# Pensacola lionfish help



## obdoc (May 1, 2016)

Three buddies and I are pulling my boat over for the lionfish tournament May 14 & 15. We have no idea where to hunt for the little buggers. I'm not asking for anyone's secret spot. I just would appreciate some GPS locations of some spots that really need these invasive buggers removed from. We are all advanced open water certified and dive Nitrox, so depth isn't a huge concern as long as its less than 130'.
Thanks in advance
my email if you want to send any spots there is obdoc63 at m s n dot com


----------



## rscrubberrn (Apr 24, 2015)

pick almost any public wreck and you will find them


----------



## obdoc (May 1, 2016)

Thanks, but is there a site that will list the GPS location of these public wrecks? We are coming from Panama City.


----------



## lastcast (Oct 12, 2007)

http://www.floridagofishing.com/reefs/nw-reefs-escambia-county.html


----------



## obdoc (May 1, 2016)

Thanks lastcast


----------



## Jlredfish (May 2, 2016)

If you don't mind going deep, Timber Holes or Trysler Grounds are large natural hard bottom areas 110 - 125' deep. They aren't hit much and you can also find slipper lobster which are not regulated. Bridge rubble sites are good if not hit regularly by charters. The wrecks which are regular stops for charters are kept pretty clean. You usually have to go deeper than 80' to find good numbers. 
Let us know where you go and how you do. I made one trip in March and got about 40, two were 17". We made 2 dives and my buddy had bouyancy problems and came up early on the 2nd dive.
PM me if you need additional info. Have a great time.


----------



## obdoc (May 1, 2016)

I think I found some numbers for Timber Holes yesterday in the link lastcast provided. No problem going deep if that's where the lionfish hide. 
Thanks for the ideas, it's greatly appreciated Jlredfish. I've heard that area is overrun by the buggers, so we are coming to help with population control.
That's a huge lionfish!
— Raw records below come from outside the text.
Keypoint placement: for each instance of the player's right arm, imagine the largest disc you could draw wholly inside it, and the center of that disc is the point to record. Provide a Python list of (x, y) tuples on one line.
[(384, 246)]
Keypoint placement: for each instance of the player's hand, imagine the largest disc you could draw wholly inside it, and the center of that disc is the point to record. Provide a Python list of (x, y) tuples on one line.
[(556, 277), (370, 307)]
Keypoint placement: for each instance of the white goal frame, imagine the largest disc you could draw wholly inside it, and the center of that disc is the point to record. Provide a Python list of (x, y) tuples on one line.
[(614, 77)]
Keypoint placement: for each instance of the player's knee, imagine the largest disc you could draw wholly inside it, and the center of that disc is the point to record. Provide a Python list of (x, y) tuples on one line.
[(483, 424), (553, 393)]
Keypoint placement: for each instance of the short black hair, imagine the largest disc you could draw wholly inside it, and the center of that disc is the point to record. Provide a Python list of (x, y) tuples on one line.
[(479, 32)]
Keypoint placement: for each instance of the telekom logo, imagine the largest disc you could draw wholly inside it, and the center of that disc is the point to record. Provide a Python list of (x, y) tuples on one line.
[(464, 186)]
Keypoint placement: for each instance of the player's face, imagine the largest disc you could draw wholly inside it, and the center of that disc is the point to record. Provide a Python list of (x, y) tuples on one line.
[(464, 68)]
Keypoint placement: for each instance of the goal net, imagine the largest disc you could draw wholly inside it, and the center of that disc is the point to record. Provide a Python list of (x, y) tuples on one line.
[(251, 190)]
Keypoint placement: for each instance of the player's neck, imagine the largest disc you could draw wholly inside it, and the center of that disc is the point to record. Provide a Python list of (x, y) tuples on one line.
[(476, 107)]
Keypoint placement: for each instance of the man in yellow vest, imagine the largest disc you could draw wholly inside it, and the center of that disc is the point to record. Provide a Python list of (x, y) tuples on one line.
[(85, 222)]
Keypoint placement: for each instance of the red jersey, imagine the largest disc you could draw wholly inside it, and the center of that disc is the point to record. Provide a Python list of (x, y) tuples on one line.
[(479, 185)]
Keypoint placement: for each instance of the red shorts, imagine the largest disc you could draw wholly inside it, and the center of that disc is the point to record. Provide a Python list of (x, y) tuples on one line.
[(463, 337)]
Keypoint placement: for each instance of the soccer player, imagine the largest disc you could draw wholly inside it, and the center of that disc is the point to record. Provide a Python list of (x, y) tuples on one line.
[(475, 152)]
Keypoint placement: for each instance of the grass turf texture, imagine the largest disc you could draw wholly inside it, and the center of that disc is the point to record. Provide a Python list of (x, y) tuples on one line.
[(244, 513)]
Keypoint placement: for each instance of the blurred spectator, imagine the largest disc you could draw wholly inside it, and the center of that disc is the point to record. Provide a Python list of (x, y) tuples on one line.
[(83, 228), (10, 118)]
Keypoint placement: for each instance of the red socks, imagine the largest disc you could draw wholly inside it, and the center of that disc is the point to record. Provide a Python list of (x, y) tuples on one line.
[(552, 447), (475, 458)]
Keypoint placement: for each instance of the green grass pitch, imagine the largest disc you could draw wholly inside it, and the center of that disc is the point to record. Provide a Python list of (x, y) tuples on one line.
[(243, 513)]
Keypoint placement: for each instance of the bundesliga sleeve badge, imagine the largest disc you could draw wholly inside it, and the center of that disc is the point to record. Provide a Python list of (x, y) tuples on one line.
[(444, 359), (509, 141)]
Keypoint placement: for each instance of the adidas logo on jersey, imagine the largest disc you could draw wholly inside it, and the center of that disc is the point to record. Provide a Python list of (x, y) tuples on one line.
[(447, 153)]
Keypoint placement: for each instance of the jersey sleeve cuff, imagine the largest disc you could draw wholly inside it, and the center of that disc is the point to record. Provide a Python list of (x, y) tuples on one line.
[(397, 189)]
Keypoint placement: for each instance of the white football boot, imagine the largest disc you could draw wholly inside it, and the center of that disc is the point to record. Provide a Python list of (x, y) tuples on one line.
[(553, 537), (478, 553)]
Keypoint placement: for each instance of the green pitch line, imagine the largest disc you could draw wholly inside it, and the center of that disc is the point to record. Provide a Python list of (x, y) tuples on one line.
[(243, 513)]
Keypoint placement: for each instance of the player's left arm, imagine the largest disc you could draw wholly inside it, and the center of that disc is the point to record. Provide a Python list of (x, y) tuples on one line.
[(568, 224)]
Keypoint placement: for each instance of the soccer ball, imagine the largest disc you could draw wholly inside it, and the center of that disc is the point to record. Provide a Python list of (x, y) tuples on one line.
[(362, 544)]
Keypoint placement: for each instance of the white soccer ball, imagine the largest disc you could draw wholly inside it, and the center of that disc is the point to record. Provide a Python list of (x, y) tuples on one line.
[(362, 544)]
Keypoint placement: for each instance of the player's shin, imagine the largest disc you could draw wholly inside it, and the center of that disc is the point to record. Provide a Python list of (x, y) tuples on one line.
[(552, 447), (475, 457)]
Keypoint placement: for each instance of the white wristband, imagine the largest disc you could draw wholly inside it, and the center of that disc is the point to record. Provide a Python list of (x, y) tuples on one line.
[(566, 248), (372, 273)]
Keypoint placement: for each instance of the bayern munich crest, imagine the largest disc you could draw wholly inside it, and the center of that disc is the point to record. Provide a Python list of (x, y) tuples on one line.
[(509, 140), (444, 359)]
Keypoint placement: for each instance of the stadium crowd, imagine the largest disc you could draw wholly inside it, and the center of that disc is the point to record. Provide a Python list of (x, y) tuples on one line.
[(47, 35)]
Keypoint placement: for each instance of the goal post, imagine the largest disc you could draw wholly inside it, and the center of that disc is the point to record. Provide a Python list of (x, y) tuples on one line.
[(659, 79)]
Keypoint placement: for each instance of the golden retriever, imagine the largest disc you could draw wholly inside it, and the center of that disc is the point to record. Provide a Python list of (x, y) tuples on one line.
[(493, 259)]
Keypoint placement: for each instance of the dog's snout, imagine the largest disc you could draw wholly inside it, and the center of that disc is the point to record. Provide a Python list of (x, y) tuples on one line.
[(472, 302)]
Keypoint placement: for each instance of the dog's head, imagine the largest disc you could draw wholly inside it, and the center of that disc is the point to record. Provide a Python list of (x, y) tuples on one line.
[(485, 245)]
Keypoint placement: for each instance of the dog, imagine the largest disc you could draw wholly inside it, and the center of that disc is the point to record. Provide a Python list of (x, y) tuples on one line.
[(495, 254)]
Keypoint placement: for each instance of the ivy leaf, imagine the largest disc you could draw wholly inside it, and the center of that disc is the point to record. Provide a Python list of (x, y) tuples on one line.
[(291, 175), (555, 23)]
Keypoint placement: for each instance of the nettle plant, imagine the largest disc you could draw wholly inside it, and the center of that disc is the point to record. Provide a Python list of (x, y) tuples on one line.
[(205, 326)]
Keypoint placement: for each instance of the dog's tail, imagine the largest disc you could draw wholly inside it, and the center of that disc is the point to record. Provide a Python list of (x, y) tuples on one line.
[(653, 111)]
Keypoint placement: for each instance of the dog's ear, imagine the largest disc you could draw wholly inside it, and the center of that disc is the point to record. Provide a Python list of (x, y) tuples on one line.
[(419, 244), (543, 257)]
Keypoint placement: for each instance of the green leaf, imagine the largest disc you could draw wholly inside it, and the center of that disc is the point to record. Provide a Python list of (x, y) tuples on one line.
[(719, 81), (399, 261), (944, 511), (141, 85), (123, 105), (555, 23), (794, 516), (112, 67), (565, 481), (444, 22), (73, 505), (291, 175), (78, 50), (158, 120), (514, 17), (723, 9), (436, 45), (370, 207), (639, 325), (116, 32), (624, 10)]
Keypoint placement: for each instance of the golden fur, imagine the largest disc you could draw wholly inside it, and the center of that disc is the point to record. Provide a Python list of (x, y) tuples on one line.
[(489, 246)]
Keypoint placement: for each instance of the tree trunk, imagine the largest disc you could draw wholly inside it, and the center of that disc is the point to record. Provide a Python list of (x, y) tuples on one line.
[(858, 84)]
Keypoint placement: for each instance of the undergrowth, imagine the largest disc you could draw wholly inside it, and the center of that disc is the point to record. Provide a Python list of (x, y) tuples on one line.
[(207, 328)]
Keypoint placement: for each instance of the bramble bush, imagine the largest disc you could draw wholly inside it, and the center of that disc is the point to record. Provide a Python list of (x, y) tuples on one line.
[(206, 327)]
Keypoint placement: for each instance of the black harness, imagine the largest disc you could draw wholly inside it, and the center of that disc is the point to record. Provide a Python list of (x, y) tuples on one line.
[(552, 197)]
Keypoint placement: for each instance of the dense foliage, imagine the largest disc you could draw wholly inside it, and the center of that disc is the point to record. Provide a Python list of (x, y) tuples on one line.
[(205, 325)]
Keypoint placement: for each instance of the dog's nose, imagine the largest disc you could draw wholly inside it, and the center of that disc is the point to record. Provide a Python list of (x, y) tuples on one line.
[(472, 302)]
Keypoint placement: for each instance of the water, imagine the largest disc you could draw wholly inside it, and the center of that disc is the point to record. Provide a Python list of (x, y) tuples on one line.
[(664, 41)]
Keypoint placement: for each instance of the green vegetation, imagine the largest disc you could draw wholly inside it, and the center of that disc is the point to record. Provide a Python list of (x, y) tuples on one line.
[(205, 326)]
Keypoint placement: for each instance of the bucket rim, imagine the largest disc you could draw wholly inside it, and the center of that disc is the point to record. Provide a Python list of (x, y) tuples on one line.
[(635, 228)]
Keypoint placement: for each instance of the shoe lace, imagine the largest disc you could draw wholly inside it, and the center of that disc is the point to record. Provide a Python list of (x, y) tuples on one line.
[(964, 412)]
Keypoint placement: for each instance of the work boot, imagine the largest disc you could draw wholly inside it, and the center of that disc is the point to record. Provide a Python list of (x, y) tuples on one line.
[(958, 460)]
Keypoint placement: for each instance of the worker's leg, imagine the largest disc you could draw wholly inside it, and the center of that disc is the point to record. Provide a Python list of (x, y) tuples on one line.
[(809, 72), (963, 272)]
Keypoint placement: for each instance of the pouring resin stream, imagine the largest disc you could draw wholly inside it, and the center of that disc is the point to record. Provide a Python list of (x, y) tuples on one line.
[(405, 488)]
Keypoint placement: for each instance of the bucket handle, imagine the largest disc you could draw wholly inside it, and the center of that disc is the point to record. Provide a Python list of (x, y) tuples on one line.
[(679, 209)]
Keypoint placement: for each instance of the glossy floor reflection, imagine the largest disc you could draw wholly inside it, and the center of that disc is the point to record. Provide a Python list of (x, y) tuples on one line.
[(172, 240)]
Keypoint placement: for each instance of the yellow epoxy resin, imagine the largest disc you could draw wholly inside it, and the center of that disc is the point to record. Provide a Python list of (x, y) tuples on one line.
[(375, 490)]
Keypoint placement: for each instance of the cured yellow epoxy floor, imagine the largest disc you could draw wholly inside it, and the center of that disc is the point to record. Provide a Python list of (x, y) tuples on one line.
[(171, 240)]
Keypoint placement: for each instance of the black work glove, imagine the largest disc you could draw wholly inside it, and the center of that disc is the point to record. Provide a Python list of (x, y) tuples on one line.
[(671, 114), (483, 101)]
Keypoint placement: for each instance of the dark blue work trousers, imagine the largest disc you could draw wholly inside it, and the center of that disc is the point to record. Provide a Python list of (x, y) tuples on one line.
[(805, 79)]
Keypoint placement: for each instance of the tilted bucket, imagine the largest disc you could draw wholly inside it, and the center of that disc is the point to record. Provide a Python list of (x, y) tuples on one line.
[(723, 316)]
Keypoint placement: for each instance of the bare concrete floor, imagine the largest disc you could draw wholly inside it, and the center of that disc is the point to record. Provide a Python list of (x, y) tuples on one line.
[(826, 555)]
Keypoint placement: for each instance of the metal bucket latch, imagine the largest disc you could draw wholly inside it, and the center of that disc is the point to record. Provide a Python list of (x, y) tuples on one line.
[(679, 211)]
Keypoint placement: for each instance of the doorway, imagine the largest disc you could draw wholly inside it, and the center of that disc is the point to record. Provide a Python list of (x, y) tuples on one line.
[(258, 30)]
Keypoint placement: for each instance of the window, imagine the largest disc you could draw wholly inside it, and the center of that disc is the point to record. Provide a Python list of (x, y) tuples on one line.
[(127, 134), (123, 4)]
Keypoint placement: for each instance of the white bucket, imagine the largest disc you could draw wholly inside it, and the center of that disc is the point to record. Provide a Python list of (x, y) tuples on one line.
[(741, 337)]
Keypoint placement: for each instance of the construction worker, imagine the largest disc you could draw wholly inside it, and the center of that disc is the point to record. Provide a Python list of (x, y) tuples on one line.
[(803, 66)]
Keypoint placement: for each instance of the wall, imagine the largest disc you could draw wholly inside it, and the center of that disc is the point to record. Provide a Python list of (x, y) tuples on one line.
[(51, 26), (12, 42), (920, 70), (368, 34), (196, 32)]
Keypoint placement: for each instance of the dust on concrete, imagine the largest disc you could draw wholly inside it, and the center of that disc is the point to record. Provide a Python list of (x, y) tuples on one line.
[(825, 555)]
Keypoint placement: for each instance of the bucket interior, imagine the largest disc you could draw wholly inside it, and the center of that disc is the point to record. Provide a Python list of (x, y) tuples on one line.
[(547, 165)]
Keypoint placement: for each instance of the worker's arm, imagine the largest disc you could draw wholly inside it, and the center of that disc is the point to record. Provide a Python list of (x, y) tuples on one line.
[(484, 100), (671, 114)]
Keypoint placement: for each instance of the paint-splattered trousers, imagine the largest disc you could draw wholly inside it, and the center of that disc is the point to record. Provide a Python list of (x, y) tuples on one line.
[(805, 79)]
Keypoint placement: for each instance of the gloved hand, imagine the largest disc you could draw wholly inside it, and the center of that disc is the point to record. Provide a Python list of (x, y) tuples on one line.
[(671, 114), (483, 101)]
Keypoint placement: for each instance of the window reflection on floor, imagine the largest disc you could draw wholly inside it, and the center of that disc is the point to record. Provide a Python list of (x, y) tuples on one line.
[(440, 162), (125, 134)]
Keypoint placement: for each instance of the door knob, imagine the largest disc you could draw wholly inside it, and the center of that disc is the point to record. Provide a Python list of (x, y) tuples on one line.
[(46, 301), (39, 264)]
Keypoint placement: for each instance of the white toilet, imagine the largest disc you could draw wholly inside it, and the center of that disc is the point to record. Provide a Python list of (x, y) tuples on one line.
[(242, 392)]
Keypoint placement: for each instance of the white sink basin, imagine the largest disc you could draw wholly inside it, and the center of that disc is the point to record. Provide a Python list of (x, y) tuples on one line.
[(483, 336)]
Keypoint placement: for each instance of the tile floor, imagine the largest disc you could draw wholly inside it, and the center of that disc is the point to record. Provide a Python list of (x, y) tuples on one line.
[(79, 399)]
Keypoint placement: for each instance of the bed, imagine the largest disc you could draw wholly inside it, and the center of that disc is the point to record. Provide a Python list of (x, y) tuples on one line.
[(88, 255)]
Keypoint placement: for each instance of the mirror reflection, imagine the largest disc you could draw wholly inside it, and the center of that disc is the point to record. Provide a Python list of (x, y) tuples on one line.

Good eating i'm sure.


----------



## TONER (Mar 25, 2008)

Any report?


----------



## TONER (Mar 25, 2008)

We went a few weeks ago they are getting harder to find inside 20 miles


----------



## stc1993 (Nov 23, 2014)

TONER said:


> We went a few weeks ago they are getting harder to find inside 20 miles


That's good by me if they were all gone.


----------



## Jlredfish (May 2, 2016)

I agree with Toner. After the last tournament where they brought in over 8100 lion fish, they are harder to find on the public spots. I might try off the Alabama coast next, not as much pressure over there. Toner, have you tried over that way yet?


----------